The inspector general call on the BOP to establish a policy explaining when single-cell confinement should be used, identify "all forms of restrictive housing utilized throughout its institutions" and bring them up to date on policy, that it make sure mental health staff document diagnoses and enter them into electronic systems, develop formal performance metrics to measure the effectiveness of residential mental health treatment programs, and to "provide additional guidance and training to mental health staff on diagnosing mental illness."

"The inspector general does not have any significant enforcement capability, that's my understanding," Casella explains. "it would have to either be legislation or high level policy change from the executive branch to make any meaningful change."

England, Casella says, has "a three-pronged oversight system with prison ombudsman's office and her majesty's inspector of the prisons and citizen oversight boards, and this really robust structure for oversight, and we don't have anything like that here.

"And we also don't have a Congress that really cares very much about people in prison. They don't vote, we're a law and order society, supposedly, other voters don't care that much about what happens to people in prison, and there is no oversight structure."

The Trump administration might be more open to privatization with the potential for reform, bringing in oversight in as if through a back door. Casella does not, however, believe privatization is helpful.
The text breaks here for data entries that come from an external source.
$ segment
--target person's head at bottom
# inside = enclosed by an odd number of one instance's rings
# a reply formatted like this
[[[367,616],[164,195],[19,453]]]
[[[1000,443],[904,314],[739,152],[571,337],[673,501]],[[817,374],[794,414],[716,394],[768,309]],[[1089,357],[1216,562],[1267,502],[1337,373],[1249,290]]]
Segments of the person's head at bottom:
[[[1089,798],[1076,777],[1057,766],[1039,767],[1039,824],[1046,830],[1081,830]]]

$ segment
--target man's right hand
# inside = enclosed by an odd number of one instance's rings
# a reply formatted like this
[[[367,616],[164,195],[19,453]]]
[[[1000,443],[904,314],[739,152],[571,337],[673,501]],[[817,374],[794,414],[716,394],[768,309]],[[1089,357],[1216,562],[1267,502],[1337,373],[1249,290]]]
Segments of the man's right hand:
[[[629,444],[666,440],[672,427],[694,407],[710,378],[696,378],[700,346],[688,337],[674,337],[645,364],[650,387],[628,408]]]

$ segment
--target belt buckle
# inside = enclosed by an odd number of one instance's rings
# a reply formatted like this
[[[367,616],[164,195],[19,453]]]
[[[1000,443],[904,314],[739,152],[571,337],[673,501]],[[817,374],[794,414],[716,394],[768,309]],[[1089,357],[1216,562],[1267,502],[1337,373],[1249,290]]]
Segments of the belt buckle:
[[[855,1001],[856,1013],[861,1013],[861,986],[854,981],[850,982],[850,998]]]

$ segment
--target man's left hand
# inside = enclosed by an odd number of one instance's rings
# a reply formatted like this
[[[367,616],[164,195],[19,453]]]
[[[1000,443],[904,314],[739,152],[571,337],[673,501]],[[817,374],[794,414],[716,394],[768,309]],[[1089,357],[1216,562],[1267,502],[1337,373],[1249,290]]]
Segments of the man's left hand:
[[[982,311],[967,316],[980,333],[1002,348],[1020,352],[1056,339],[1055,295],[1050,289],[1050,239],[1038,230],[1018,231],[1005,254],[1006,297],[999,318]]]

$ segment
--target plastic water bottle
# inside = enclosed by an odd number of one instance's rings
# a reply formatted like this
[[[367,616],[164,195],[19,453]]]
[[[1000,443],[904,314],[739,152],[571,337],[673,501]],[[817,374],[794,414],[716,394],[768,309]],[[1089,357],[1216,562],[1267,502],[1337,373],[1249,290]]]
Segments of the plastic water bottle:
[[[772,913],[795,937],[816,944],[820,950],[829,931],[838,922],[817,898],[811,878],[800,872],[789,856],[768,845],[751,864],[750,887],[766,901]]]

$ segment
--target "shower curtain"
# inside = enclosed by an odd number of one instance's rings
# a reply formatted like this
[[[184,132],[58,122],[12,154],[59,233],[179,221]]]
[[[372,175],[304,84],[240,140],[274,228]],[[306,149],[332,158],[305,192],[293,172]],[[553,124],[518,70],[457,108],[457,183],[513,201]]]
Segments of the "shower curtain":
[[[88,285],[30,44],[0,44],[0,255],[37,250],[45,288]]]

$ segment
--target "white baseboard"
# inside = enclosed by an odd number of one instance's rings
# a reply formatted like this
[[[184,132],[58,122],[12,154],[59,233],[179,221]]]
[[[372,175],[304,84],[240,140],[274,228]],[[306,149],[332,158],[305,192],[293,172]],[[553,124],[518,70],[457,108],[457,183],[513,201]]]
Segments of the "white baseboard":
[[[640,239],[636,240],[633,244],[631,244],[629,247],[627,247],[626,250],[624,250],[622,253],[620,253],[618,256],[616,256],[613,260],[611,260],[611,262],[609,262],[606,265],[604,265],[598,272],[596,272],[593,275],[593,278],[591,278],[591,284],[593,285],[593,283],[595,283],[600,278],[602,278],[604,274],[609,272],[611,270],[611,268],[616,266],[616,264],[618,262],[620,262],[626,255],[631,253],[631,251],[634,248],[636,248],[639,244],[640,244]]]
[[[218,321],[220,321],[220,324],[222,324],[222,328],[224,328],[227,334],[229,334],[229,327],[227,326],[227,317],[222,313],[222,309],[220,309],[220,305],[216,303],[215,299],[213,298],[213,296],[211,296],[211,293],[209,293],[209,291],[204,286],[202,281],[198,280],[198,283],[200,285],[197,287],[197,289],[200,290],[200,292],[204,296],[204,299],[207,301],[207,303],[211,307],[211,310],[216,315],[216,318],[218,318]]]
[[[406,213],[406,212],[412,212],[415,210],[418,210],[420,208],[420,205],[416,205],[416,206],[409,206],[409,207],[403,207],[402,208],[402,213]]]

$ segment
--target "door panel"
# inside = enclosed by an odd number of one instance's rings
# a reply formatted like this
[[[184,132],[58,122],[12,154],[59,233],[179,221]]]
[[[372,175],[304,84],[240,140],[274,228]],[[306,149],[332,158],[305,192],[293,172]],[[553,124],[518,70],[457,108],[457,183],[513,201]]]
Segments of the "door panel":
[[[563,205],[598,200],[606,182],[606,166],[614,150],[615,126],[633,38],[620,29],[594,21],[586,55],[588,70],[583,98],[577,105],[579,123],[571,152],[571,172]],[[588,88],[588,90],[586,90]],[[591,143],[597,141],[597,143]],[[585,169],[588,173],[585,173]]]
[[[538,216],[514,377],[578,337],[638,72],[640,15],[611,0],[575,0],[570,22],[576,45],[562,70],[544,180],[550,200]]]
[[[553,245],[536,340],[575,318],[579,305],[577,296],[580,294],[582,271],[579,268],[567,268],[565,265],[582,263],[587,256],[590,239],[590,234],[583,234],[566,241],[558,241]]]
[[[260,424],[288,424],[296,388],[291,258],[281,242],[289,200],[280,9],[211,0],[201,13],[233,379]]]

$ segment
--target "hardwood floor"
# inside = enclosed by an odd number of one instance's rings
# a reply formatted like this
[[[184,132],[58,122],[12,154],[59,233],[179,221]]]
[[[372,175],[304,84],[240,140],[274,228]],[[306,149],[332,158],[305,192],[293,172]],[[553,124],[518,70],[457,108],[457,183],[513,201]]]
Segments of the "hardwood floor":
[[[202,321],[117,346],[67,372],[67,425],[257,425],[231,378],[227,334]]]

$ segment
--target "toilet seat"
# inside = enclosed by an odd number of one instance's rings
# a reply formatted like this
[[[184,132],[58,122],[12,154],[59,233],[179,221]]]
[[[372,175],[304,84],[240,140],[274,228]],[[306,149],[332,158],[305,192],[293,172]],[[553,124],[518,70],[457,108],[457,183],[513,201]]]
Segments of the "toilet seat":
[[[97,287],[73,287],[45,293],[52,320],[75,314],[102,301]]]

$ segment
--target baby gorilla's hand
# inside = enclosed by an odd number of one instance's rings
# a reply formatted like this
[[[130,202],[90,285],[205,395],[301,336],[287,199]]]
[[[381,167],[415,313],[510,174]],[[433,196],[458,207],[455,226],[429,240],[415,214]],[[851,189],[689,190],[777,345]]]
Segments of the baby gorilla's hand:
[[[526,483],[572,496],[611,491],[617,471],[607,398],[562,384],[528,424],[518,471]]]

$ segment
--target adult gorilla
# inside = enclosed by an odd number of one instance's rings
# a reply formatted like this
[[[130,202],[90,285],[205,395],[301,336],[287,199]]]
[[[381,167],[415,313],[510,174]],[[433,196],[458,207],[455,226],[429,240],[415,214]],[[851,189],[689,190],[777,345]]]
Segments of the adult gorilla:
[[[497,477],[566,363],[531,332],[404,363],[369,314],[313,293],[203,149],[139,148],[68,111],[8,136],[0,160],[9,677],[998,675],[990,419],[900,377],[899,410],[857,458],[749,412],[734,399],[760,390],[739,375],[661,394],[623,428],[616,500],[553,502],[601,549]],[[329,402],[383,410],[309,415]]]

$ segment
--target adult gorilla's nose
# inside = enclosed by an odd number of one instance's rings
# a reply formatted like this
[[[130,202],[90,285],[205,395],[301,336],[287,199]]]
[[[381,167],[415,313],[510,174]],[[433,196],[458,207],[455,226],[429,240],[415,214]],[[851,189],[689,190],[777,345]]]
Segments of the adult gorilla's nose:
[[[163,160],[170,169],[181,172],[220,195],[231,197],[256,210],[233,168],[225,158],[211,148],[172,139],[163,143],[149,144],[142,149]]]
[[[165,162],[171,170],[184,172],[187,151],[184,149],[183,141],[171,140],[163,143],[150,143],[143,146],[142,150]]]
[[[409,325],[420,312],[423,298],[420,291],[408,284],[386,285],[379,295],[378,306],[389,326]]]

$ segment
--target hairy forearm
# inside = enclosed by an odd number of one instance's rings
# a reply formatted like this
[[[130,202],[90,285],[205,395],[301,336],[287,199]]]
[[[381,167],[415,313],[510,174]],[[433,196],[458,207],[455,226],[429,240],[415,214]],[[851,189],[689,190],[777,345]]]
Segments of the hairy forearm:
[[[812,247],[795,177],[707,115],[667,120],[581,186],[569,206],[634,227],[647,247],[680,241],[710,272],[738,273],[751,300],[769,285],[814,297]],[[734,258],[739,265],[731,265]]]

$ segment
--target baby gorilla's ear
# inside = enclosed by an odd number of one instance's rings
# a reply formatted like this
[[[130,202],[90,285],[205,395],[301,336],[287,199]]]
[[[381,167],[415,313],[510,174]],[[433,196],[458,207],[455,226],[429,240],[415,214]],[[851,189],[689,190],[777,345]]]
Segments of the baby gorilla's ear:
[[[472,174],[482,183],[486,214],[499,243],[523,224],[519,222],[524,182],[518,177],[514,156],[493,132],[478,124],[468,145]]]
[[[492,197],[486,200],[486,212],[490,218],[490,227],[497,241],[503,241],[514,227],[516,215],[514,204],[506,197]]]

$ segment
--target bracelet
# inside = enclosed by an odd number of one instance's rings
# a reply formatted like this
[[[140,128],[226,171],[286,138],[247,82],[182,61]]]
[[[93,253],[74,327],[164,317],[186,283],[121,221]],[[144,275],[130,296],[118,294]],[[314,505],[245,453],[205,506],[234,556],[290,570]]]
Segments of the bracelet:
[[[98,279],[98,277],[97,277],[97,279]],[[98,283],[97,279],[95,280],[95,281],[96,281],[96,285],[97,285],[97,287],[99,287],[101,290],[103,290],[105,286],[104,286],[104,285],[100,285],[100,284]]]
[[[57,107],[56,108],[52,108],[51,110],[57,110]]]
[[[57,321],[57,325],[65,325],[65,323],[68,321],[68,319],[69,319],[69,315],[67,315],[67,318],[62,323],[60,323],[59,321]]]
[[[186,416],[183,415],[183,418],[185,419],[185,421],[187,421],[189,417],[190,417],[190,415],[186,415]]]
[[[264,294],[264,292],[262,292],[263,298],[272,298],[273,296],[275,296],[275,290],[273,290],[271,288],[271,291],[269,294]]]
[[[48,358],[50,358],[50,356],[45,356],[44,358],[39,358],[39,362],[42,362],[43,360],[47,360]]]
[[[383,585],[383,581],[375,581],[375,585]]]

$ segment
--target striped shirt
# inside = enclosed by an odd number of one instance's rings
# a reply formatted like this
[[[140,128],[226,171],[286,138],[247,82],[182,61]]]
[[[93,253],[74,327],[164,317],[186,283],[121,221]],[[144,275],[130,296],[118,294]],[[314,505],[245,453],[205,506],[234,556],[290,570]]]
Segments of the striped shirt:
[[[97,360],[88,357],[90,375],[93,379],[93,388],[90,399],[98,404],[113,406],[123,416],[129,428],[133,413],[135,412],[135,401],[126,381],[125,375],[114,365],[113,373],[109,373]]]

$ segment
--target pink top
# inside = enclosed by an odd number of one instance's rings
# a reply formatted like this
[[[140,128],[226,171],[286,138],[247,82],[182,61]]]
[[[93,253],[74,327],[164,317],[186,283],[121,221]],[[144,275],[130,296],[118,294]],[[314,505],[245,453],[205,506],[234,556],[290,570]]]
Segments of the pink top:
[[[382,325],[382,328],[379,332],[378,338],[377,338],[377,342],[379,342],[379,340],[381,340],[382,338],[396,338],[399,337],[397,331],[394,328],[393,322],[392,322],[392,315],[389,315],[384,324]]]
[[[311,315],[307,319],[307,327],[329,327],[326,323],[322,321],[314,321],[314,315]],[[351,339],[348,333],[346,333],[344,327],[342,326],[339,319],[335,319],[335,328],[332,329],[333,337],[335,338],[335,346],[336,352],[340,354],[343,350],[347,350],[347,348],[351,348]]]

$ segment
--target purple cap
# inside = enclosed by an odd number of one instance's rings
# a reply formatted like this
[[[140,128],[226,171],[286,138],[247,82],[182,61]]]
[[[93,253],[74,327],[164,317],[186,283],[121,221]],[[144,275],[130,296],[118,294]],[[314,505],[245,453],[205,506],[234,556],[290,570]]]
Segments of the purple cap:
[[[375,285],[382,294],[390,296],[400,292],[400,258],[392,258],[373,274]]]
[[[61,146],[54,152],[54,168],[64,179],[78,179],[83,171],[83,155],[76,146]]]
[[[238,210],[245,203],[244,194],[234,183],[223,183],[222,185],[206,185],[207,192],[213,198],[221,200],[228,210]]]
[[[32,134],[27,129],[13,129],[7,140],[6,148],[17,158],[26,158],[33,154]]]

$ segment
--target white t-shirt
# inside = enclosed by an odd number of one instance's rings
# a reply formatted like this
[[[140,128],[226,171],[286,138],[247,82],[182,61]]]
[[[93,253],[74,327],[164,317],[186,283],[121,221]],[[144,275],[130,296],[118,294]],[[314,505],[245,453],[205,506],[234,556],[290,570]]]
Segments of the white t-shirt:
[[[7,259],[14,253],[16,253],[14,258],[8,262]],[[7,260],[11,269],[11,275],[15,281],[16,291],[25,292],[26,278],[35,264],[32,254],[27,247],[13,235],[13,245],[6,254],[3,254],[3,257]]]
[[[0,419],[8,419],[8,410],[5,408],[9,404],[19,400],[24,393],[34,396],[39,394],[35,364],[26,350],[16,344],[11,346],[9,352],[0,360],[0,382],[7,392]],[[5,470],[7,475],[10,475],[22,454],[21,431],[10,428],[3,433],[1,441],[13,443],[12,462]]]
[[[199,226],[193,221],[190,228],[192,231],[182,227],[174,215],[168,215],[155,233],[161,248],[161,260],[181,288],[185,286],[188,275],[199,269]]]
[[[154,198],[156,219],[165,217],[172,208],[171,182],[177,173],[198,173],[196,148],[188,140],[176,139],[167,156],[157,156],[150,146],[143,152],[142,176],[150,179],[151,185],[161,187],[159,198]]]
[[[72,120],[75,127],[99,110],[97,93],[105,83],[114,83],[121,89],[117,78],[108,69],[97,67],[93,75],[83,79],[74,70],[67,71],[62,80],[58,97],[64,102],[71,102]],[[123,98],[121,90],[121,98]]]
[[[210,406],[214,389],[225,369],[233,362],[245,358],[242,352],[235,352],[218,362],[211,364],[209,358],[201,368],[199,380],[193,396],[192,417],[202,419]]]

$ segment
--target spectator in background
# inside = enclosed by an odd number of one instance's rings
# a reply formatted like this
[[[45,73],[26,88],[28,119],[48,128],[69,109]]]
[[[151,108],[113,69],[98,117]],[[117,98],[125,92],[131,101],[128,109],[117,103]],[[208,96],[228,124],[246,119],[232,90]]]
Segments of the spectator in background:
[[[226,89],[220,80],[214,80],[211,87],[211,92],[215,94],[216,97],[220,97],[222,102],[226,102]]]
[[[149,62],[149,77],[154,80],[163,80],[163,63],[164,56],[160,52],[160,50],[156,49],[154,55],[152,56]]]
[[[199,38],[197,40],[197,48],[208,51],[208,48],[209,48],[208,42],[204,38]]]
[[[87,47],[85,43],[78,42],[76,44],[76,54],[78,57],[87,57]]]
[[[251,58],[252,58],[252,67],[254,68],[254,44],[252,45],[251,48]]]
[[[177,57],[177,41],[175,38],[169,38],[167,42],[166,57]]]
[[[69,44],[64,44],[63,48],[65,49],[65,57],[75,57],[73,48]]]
"You would think that [the private sector] couldn't do a worse job than the government does but they actually do a worse job," she says, "and that's because the only criteria that they're held to, they know the only thing that's really meaningful to the people who are giving them the contracts is cost."

The key, says Sasha Volokh, a law professor at Emory who studies privatization, is embedding reform in the language of the contract.

Contracts could, for example, "tax" the use of solitary confinement, or in-custody deaths, assaults, and even recidivism—deducting from the total contract pay out based on a formula tied to those metrics.

"There's potential to make the private sector really accountable," says Volokh, "and you might think that they would be more likely to do what they're told if they're more concerned about not getting their contract renewed and so on, so obviously this requires a public sector that is willing to not renew contracts and to monitor contract terms."

Holding the public sector accountable for reforms in the private sector has been particularly problematic, he says.

"Public systems can be really non-transparent," Volokh says, "it can be really difficult to reform public systems, and it can be hard to fire these people because of government employee unions, because of civil service rules and things like that so the public system can be really unaccountable."

"I don't want to totally discount that there might be ways of monitoring the government which are easier than ways of monitoring private firms," he says, "but those may face more resistance from entrenched interests in the government sector.

After its report, the inspector general's office is largely powerless to effect change in the BOP. Not so if it has the threat of a canceled contract. Even the threat of moving to a private provider could induce change in the public system. And the BOP could also be motivated to reform if the public sector can compete for bids with the private sector, making it easier to improve outcomes across the board.

Privatization through contracts offers a substantive incentive to reduce the use of solitary confinement and to meet treatment quality standards. The political will is still necessary, but it would no longer face the institutional resistance of the public sector.